Certainly interested in either the 335d or 335 8)


----------



## snaxo (May 31, 2002)

jonno said:


> kmpowell said:
> 
> 
> > > Autocar speculates....
> ...


D'oh .......totally missed the word 'Autocar'...

Damian


----------



## garyc (May 7, 2002)

Hmmm.

Can't vouch for the authenticity of these - they came from here:http://home.online.no/~krimp/sweb/photo_New_3_series.htm

Claim to be from pdf of new Touring brochure.

Looks to be best iteration of new series so far:

turbo petrol or turbo diesel - i could live with either.

Serious contenders for my next car. what do we think?


----------



## Carlos (May 6, 2002)

Yes please.


----------



## raven (May 7, 2002)

I think the saloon looks better than the estate and surely the estate doesn't have that much space - more lifestyle than anything else.

I saw a new 3 series today in the City. Looks nice but the rear end looks like it was made in Japan. Very bland.


----------



## garyc (May 7, 2002)

raven said:


> I think the saloon looks better than the estate and surely the estate doesn't have that much space - more lifestyle than anything else.
> 
> I saw a new 3 series today in the City. Looks nice but the rear end looks like it was made in Japan. Very bland.


As long as I can get my skis, fishing and boating kit in, as I can with the current model, it'll be fine.

I think the rear of the estate looks better than the saloon. Of course like a most cars, they always look better with chunky wheels and a nicely integrated sport body kit.

There's a brand new 320d in the car park now in navy blue and with small (16" I think) wheels. It looks dull. Bizarrely the brand new Volvo V50 estate parked next to it looks far nicer. Am I getting old? I can't believe I just suggested that a Volvo estate looks nicer than a BMW. 

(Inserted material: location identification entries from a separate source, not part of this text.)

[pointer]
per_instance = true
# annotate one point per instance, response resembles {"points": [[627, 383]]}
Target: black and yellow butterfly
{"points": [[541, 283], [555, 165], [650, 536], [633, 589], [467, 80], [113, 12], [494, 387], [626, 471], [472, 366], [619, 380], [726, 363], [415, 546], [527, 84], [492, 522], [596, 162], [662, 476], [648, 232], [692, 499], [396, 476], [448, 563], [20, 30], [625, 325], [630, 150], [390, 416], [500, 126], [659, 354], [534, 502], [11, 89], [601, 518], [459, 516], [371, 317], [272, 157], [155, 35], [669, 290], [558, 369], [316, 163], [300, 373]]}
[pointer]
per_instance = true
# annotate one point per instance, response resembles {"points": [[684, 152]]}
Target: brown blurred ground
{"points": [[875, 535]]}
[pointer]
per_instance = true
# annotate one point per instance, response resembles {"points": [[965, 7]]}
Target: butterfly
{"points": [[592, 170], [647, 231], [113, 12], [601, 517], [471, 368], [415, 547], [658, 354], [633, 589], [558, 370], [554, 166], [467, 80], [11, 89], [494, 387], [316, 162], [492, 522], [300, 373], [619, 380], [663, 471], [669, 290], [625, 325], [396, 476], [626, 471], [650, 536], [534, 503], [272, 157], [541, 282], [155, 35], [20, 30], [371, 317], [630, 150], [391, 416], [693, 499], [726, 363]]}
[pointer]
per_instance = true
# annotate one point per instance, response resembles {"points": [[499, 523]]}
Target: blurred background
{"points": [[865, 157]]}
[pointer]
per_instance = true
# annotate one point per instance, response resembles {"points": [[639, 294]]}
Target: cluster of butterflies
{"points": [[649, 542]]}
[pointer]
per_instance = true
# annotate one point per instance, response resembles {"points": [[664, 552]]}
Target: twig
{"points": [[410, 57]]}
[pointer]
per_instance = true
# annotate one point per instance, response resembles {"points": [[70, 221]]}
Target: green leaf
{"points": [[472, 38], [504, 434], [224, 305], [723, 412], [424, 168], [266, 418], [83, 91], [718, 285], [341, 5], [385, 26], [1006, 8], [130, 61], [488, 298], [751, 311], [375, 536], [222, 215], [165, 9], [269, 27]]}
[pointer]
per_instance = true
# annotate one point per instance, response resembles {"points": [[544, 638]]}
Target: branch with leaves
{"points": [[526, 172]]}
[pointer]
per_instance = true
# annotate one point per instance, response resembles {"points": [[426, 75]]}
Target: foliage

Must go and have an afternoon knap. :wink:


----------



## jonno (May 7, 2002)

raven said:


> I saw a new 3 series today in the City. Looks nice but the rear end looks like it was made in Japan. Very bland.


'bishi Carisma ? :roll:


----------



## kmpowell (May 6, 2002)

snaxo said:


> Kev - where is that quote from?
> 
> Damian


Damian

I got it from Pistonheads news section and its also been in a few magazines apparantly.


----------



## gcp (Aug 8, 2002)

I like the look of the tourer, not sure about the lack of rubbing strips though, not so practical around supermarkets etc :?


----------



## gcp (Aug 8, 2002)

garyc said:


> Hmmm.
> 
> Claim to be from pdf of new Touring brochure.
> 
> ...


Got a brochure on the tourer in the post from Dick Lovett this morning, the pictures look the same.

They reckon September at earliest.


----------